Consider the following question (taken from this website)
In how many words the letter of word RAINBOW be arranged so that only 2 vowels always remain together?
In the link provided, @trueblueanil provided a simple solution as
$4!$ (due to arrangements of 4 consonants)
$\times 5\text{P}2$ (Position blocks of $2$ and $1$ vowel in two gaps )
$3!$ (due to arrangements of the 3 letters)
My Question
I was trying for similar problems, but did not find any. I feel, this problem is getting more complex if the word has more number of vowels and consonants.
Consider a word AAAEEEBBBDDDCCCC (6 vowels, 10 constants with some letters repeating). Now, how to find number of arrangements where only 2 vowels always remain together?
I think, the strategy adopted for the solved problem may not be a practical one here due to the complexity
(a) complexity due to repetition
(b) more cases to include like
(2 vowels together and remaining separated)
or (2 vowels together, other 2 vowels together and remaining separated)
or (2 vowels together, other 2 vowels together and other 2 vowels together)
What is the best general strategy to solve this problem (for example, another question can be only 2 vowels always remain together)
For now I assume that the restriction is only two vowels can be together.
We are to create a string out of $k $ unique consonants and $j $ unique vowels.
The first thing you do is distribute all consonants. If you have $k $ unique consonants, each one repeated $a_i $ times, the total arrangements you can have is
$$\frac{(a_1 + a_2 + \cdots + a_k)!}{a_1! a_2! \cdots a_k!} $$
Let us call $A $ to the sum of the $a_i $s. After that we select the places where we are to put the vowels. Say each of the $j $ unique vowels repeats $b_i $ times. We select 1 space to put the pair of vowels and select $b_1 + b_2 + \cdots + b_j - 2$ spaces to put the isolated vowels, separated. There are a total of $A+1$ places to pick for the double vowel. Then we have $A $ places to put $B-2$ vowels so we have ${A\choose {B-2}} $ ways of choosing the spots.

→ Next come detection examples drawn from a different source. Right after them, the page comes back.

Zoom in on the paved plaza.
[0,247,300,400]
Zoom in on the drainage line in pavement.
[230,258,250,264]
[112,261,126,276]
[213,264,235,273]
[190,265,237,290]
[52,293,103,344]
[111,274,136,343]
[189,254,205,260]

Now all we have to do is permutate the vowels, which can be done in
$$\frac{(b_1 + b_2 + \cdots + b_j)!}{b_1! b_2! \cdots b_j!} $$
Putting everything together we get
$$\frac{A!}{a_1! a_2! \cdots a_k!} \cdot (A+1) \cdot {A\choose {B-2}} \cdot \frac{B!}{b_1! b_2! \cdots b_j!} $$
If you lift your restriction and impose that you can have more than one pair of two vowels together, the formula gets nastier and includes summations, as one has to make use of the principle of Inclusion-Exclusion. The same goes if you can have more than 2 vowels between 2 consonants.